今年、早稲田大学の学園祭に『日本印度化計画』なるサークルが参加していた。校舎内に、インド風のミルクティーや揚げパイを売ったり、占いをやったりする店を出した。占いはアンケートに答える形で、「現在気にかかっている、あるいは興味ある項目に○をつけて下さい。複数可」として「対人関係、美容、健康、恋愛
、性格改善(後略)」などの選択肢が列挙され、「今の自分に満足していますか。また環境や性格を含めて今の自分を変えられる、変えてみたいと思いますか」などといった質問が十一項目並んでいる。
店内の様子は一見、ごく普通のサークルのようだ。宗教色など一切見られない。しかし、現実はオウム真理教の新会員を勧誘する、一種のダミーサークルなのである。
昨年も東大、早稲田などの学園祭で、同様のサークルがコーナーを作った。ある大学の学園祭で、その占いを見て貰った私立女子大生の体験はこうだ。

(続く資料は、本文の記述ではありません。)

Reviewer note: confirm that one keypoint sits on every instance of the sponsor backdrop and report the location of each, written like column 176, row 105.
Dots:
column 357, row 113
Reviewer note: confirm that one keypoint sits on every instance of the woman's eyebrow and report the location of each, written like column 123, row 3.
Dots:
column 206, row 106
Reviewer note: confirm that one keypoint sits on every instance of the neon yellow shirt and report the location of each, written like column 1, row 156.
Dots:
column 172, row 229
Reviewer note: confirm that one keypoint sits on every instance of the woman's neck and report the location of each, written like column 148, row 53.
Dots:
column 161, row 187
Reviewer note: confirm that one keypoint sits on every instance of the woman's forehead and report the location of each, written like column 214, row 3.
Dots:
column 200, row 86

「普通のサークルだと思ったんです。その時住所や電話番号を書かされて、後日『占いの結果を教えるから』と誘いがありました。最初ちょっと胡散臭いなと思って、『宗教じゃないんですか』と聞いたら、『そんなんじゃないわよ』と。それでもいったんは断ったんですけど、今度は男の人から電話がかかってきました。押しが強いというか、何となく断れなくて会う約束をしてしまいました」
その男性は、K・Mと名乗り東大OBだと自己紹介した。雑談をしているうちにヨガ教室に参加するようになり、さらに学生サークルにも勧誘され、その後勧められるままにオウム真理教の会員となった。
オウム系のサークルは学園祭のシーズン以外でも活動している。大学構内にチラシを貼り、学生たちを勧誘するのだ。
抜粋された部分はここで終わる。